Qual è il segreto di quest’uomo col basco sempre in testa, la chioma lunga e bianca, il viso arguto segnato dal tempo, di atteggiamenti e gusti per nulla mondani? Ci aiuta la sua biografia. Come racconta il nipote Luca, curatore dell’archivio di Carrà, il nonno aveva il suo studio in casa, un angolo in sala, un unico tavolo impastato di colore come una tavolozza. Nato in ristrettezze a Quargnento, nei pressi di Alessandria, era tale la sua passione, sin da giovanissimo, che disegnava sui muri di casa, senza sosta, al punto che il padre dovette imbiancare un locale in mansarda e mettergli a disposizione le pareti per i suoi primi, geniali scarabocchi. Si trasferirà poi a Milano e frequenterà la scuola serale di Brera. Lavorerà anche come stuccatore a Parigi, dove potrà ammirare grandi come Renoir, Cezanne, Pissarro, Sisley, Monet, Gauguin e più tardi, quando vi ritornerà dopo gli entusiasmi futuristi, Picasso e Modigliani.

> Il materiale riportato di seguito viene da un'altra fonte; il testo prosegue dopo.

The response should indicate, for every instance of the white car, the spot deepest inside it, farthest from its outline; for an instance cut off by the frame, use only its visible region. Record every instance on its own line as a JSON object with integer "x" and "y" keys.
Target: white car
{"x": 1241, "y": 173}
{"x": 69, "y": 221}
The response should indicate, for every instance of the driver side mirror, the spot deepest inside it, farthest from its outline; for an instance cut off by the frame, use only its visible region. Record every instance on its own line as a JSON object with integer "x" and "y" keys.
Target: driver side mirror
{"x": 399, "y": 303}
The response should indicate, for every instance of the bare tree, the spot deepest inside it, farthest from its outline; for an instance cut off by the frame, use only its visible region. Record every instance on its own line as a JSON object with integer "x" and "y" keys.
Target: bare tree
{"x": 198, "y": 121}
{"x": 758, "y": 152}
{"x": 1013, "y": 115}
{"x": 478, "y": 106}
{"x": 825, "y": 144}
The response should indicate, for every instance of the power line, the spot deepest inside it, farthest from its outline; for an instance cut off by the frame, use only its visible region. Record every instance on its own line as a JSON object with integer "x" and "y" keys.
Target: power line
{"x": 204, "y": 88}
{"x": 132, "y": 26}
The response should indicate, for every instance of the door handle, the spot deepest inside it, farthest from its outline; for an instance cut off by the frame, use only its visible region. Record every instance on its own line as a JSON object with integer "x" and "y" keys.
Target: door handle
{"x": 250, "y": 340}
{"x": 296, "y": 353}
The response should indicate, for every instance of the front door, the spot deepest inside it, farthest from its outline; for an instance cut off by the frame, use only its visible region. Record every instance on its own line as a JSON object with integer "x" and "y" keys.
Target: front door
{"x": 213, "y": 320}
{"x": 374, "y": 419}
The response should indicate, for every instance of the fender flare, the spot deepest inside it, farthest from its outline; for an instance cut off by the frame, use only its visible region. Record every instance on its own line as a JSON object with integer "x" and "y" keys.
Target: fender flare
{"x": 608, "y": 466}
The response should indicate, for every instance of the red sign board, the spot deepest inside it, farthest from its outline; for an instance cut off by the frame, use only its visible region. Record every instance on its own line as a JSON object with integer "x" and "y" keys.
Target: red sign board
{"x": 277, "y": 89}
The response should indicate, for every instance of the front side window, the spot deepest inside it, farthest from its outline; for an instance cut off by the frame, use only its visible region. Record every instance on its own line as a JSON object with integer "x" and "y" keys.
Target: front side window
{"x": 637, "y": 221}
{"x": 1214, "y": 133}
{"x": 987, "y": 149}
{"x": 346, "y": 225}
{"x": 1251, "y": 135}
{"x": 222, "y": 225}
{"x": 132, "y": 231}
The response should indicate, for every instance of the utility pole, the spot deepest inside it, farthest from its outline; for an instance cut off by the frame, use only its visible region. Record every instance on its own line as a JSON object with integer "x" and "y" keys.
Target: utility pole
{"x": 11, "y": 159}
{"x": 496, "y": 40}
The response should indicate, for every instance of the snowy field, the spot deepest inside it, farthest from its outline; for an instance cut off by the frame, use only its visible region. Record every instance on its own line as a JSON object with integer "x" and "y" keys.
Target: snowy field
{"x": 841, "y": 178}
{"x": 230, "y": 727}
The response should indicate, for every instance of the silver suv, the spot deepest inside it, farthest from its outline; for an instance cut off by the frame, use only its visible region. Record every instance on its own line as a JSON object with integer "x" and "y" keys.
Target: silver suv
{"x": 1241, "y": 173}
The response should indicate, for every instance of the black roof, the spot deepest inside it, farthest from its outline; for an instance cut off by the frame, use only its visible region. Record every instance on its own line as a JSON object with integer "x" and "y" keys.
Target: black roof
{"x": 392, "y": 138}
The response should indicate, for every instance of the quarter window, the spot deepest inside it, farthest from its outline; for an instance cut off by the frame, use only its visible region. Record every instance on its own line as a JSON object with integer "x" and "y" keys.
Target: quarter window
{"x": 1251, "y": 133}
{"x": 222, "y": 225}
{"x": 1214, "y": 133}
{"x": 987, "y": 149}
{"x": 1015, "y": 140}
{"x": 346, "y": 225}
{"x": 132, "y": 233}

Carrà è l’autore di quadri dal fascino misterioso come L’attesa, che insieme a Chiesa di Forte dei Marmi o Estate ci aprono uno squarcio sulla bellezza e l’incanto della vita. A conferma dell’inquietudine e dell’attesa che albergavano nel suo cuore, Carrà scrive nel 1918, in una pagina personale e intima di Soliloquio: «L’ora ultima mi troverà con il batticuore».